Reply Parent Score: 3

RE[4]: Now that's Sniveling!
by lemur2 on Wed 3rd Feb 2010 04:08 in reply to "RE[3]: Now that's Sniveling! "
lemur2 Member since:
2007-02-17

because the ones most interested in the iPhone and the iPad are people who actually want to use the product for what it was intended for not hack it pieces to get it just right for you.

Who cares if the iPad is a closed system.


The problem is when the manufacturer of the closed system uses it later to say: "there are a lot of people who have only that closed system, and hence they can use only this or that when they connect to the web ... therefore the web itself can be allowed to present only this or that".

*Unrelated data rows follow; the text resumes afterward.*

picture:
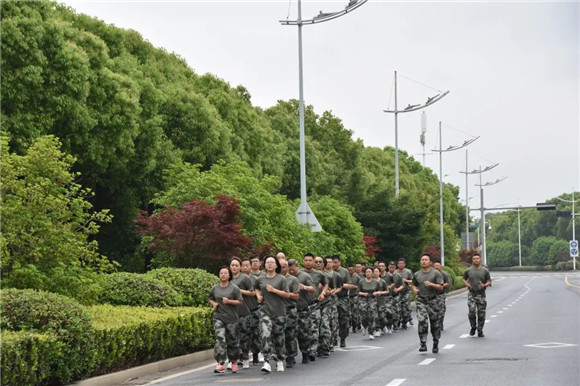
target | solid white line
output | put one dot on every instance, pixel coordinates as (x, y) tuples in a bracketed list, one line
[(396, 382), (426, 361), (180, 374)]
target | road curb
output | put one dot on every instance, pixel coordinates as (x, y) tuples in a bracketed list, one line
[(148, 369)]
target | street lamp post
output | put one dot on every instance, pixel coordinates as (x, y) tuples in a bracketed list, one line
[(441, 151), (304, 214), (407, 109)]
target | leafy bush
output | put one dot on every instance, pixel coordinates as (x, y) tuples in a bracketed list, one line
[(39, 311), (28, 358), (192, 284), (136, 289), (131, 336)]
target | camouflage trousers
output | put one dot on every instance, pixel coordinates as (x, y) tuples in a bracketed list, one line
[(392, 312), (428, 316), (368, 311), (303, 331), (404, 307), (315, 316), (476, 304), (343, 316), (354, 314), (227, 343), (333, 323), (244, 326), (290, 332), (442, 309), (273, 339), (324, 328), (255, 338), (381, 321)]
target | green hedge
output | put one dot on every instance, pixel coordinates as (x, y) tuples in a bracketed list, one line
[(45, 312), (134, 289), (192, 284), (132, 336)]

Apple have already historically used exactly such an argument viz a viz audio formats and the iPod. Now, via the iPad and iPhone, they are trying to do this same trick all over again in order to eliminate open format video on the web (such as the video which Wikipedia/Wikimedia uses) in favour of proprietary format video in which they have an interest in the applicable patents.

iPad user? ... then public access, public domain data is NOT FOR YOU!!! (according to Apple).

http://commons.wikimedia.org/wiki/Commons:Media_help

This is why people care ... because the closed nature of iPads will be used against the freedom of people who don't own an iPad and wouldn't touch it because it is so limiting.